The family gets back from their vacation next week and, in old good spirit (pardon the pun), I’m trying to get a lot done so there’ll be a noticeable difference around this place. Lisa, the onsite manager, and I are sort of getting close. She and I spend a lot of time together and, I think she respects that I enjoy working hard.
Tomorrow will be three days that I’ve been working cleaning and organizing the work shed cabin. It puts karma yoga to a whole new level, I touched every single item in the entire place – I sorted through 1000s of screws and nails, picking at each one with my bulky work glove. I wouldn’t give up until every single one was in perfect order. Everything was going to be in something and if I could I would recreate an entire hardware store in this old abandon cabin that was converted into a workshed.
I know how hard Joe works around here and this will make his days so much easier.
I’m almost too excited to sleep because tomorrow Lisa is taking me to Walmart or some type of store. Without a car or transportation leaves me with just a coffee shop and mini-market that is a 10 minute walk. It’s not bad but I go there about three times a day. I know almost everyone’s name that works there, every single person around knows each other. It’s truly mindboggling to me, but I’m starting to catch on. When I walk around, people’s dogs know me now (before I used to try to avoid them, there’s even Virgil in one trailer who I thought would be the meanest guy around. Today he was hollering out at me to “keep up the good pace!”
My 44 year old body aches right now. There’s no comfort here whatsoever, at night it is so cold I wake myself up with my own shaking. I force myself to use metal box that is called a shower, it feels like I’m in a refrigerator and I hold my arms tight to not touch the walls. For the first week I didn’t want to shower but now my body appreciates it so I give in, letting it have a moment to feel normal. At times when I’m writing outside by candlelight in the evenings, my mind seperates from my body at the surrealness of the beatuy that beholds my eyes and ears. A creation of such magnitude from a world that most of us never get to appreciate. Gone are the days from sounds of traffic from Santa Monica Boulevard and now, I know exactly how many layers to put on by the sound of the crickets.
The rest of the path hasn’t revealed much of anything yet except more lessons and self-examination.
Compassion is definitely not easy for me but after a few days I concluded that if I were ever lost or confused, which I have been many times, I would have needed to feel compassion. But compassion can be tricky, it is not pity, it is seeing past a difference as having hope to teach or lead.
And the biggest lesson of all, a lesson in rememberance.
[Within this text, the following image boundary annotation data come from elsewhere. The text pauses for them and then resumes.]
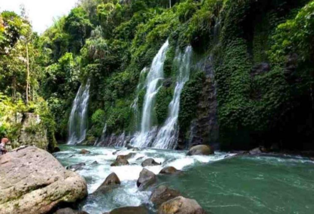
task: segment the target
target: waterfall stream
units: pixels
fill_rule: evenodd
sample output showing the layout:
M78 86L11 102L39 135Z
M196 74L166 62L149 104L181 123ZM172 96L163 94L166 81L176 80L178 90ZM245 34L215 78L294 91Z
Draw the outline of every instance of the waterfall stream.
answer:
M180 52L175 59L179 65L177 82L172 100L169 104L168 117L157 135L153 147L160 149L174 149L177 140L177 122L180 97L185 83L189 80L192 47L188 46L184 54Z
M89 80L85 85L81 85L73 101L69 119L68 144L79 144L85 139L90 86Z
M138 147L147 147L152 138L151 134L154 118L153 113L156 95L160 87L160 81L164 77L164 63L169 46L167 40L154 58L145 82L146 93L144 97L141 131L132 139L133 143ZM154 128L152 129L153 131Z

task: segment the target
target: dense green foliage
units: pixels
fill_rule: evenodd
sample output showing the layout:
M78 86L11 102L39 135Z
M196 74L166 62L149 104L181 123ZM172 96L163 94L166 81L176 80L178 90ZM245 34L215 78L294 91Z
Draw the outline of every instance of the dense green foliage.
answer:
M89 79L88 137L99 137L105 124L108 133L133 132L138 129L138 119L135 120L142 113L145 93L141 71L149 67L168 38L165 79L154 109L156 124L165 120L173 96L176 50L190 45L199 55L214 59L223 148L252 147L266 141L281 144L289 137L284 132L294 128L299 129L294 133L306 136L304 140L311 140L308 133L312 132L314 103L314 1L172 1L170 8L168 1L163 0L82 0L39 37L30 31L25 19L3 13L3 99L12 106L24 100L25 67L21 59L27 42L31 99L35 101L42 97L47 102L53 121L50 125L55 125L51 129L59 139L67 137L72 102L80 84ZM180 132L187 132L198 117L203 83L212 78L204 72L192 71L184 86ZM135 111L131 106L137 97ZM310 118L305 125L296 127L301 118L307 117ZM0 132L3 130L0 127Z

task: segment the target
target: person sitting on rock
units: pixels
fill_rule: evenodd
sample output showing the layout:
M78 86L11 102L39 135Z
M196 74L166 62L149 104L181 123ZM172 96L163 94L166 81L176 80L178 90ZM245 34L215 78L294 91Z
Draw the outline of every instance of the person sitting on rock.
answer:
M0 155L4 155L8 152L8 150L5 148L7 144L10 142L10 140L7 138L4 138L1 140L0 144Z

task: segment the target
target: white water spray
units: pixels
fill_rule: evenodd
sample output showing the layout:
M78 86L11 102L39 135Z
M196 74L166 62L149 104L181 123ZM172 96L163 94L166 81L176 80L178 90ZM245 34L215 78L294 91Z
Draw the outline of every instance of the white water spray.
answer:
M79 144L86 137L90 86L89 80L85 85L81 85L73 101L69 119L68 144Z
M186 48L184 54L180 52L175 59L179 65L179 70L173 97L169 104L168 118L165 125L159 130L153 147L173 149L176 146L180 97L184 84L189 80L192 51L192 47L188 46Z
M167 40L154 58L146 78L146 93L144 99L141 131L132 140L137 147L148 146L152 139L150 134L154 118L153 109L156 95L160 87L159 86L160 81L164 78L164 63L169 46Z

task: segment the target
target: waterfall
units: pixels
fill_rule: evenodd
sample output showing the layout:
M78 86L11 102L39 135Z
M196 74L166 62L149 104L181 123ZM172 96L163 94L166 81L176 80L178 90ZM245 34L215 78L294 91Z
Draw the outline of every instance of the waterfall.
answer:
M132 141L136 146L148 146L152 140L151 134L154 129L151 130L154 116L153 109L156 95L160 87L159 85L164 77L164 63L169 46L167 40L154 58L146 78L146 93L144 99L141 131Z
M69 119L68 144L79 144L85 139L90 86L89 80L84 86L81 85L73 101Z
M189 80L192 55L192 47L188 46L184 54L180 52L175 59L179 65L176 83L172 100L169 104L168 117L156 138L153 147L160 149L174 149L176 146L178 129L177 122L180 96L185 83Z
M138 96L141 90L145 87L145 78L148 70L148 69L147 68L145 67L141 71L139 75L139 79L138 80L138 84L136 87L136 96L130 106L131 109L133 109L133 111L134 124L135 125L136 130L138 130L139 123L138 119L140 116L138 107Z

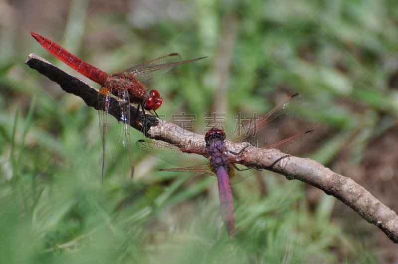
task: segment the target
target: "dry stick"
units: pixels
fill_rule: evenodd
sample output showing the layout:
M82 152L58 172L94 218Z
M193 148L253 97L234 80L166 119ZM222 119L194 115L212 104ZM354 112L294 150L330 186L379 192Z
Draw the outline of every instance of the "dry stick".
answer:
M30 54L26 63L59 84L66 92L81 97L88 106L100 109L98 91L94 88L35 54ZM131 108L131 116L135 116L136 108ZM120 116L120 109L118 107L110 109L109 114ZM140 120L145 120L143 126L133 118L130 125L143 132L148 137L178 144L180 147L189 150L203 150L205 147L203 136L187 131L152 116L143 119L141 112L138 116ZM229 149L235 153L244 148L239 157L239 159L243 158L241 163L248 167L269 170L284 175L288 180L298 179L323 190L379 227L393 242L398 243L398 216L351 178L335 173L309 159L292 156L276 149L257 148L246 143L233 145L231 142L227 143Z

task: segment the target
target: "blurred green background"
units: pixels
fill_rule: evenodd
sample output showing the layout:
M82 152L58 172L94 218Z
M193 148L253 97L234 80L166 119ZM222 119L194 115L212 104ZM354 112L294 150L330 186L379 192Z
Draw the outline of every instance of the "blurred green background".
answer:
M263 172L232 186L236 239L216 179L162 172L134 144L135 178L110 155L101 182L97 112L24 62L48 37L108 73L171 52L205 60L154 79L158 110L264 114L306 101L280 138L397 211L398 4L395 1L0 1L0 262L394 263L398 248L333 197ZM132 130L132 142L143 136ZM187 165L188 166L188 165ZM126 180L126 179L127 180Z

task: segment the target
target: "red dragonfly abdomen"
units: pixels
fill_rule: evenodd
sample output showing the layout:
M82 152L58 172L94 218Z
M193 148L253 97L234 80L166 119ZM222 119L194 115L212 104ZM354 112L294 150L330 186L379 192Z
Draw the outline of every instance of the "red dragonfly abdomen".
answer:
M226 168L224 166L218 167L216 174L218 180L218 192L223 220L229 237L233 239L235 232L235 214L229 175Z
M96 83L103 85L109 75L97 67L89 64L62 48L55 42L33 32L30 34L50 53Z

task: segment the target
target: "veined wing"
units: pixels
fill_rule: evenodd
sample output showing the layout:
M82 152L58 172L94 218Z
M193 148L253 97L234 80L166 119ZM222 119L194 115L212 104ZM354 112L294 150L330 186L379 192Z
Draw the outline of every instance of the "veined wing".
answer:
M208 164L201 164L200 165L197 165L196 166L191 166L190 167L182 167L182 168L171 168L167 169L161 169L160 171L164 171L166 172L179 172L183 173L199 173L201 174L205 174L206 175L211 175L215 177L217 176L210 169Z
M186 167L207 164L208 159L203 157L206 153L198 150L185 150L160 140L141 140L137 146L142 150L173 165Z
M260 117L248 127L234 142L246 141L258 147L270 144L274 137L283 124L295 114L304 101L304 95L296 93Z
M196 59L181 61L178 53L171 53L149 61L139 64L120 72L126 75L132 75L140 82L146 82L155 76L166 73L175 66L204 59L201 57Z
M102 87L99 93L99 102L103 104L103 111L98 112L101 134L103 143L102 181L105 166L106 149L107 145L110 147L112 158L118 170L122 172L121 175L129 173L131 177L134 174L134 164L131 144L130 139L130 107L129 99L127 90L118 90L117 96L121 100L111 100L110 90ZM116 104L116 105L111 105ZM108 118L109 108L120 109L120 116L118 119L113 117ZM128 171L126 169L128 168ZM123 179L123 177L121 177Z

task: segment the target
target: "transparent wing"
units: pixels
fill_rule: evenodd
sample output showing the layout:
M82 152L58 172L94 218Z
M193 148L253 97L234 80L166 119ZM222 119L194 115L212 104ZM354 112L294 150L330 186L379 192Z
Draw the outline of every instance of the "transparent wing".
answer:
M120 72L126 75L132 75L140 82L146 82L155 76L166 73L175 66L179 64L187 63L201 59L205 57L181 61L178 53L171 53L156 59L136 65Z
M127 90L119 89L117 96L121 100L111 100L111 90L105 87L101 88L99 93L99 103L104 106L103 111L98 112L101 134L103 143L102 180L104 171L105 159L107 145L112 152L112 158L117 170L123 176L129 174L132 177L134 174L134 161L130 139L130 107ZM113 116L108 118L110 108L120 109L118 120ZM127 170L128 168L128 170Z
M214 174L214 173L210 169L210 167L208 164L202 164L200 165L197 165L196 166L191 166L190 167L162 169L160 170L160 171L164 171L166 172L180 172L184 173L199 173L201 174L205 174L207 175L211 175L216 177L217 176Z
M246 130L233 141L246 141L258 147L270 145L272 137L282 125L295 114L303 101L303 94L292 95L267 114L249 124Z

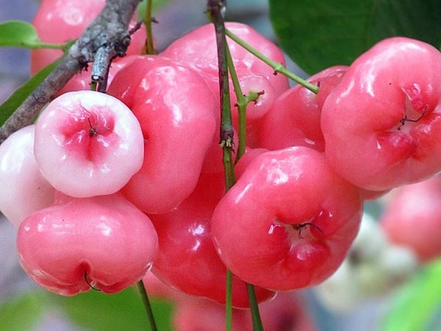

Yeah, I’m not sure about that either but there was someone I really haven’t mentioned that was also helping out that reminded me of something I’ve always wanted even more than anything – love. Even this was just another lesson but it still hurts a bit.
Wow, I did what Brian said and sat with the feeling – even though I avoided doing so for fear of the law of attraction. I got to the feeling rather quickly which was probably good, now I know why it hurt so bad.
I was so afraid to leave like this, I’ve been so lonely for so many years already and now this, a completely different place in the dark cold woods alone with Adam – definitely a great conversationalist, although can’t hug me sometimes when it’s so cold or after I worked so hard and need someone to kiss my forehead.
Everything up to Brian picking me up in Middletown, CA was perfect timing and even in the car I felt something that made me think I wouldn’t have to do this scary journey alone. Well, it’s only been 10 days but time moves really slowly here for some reason.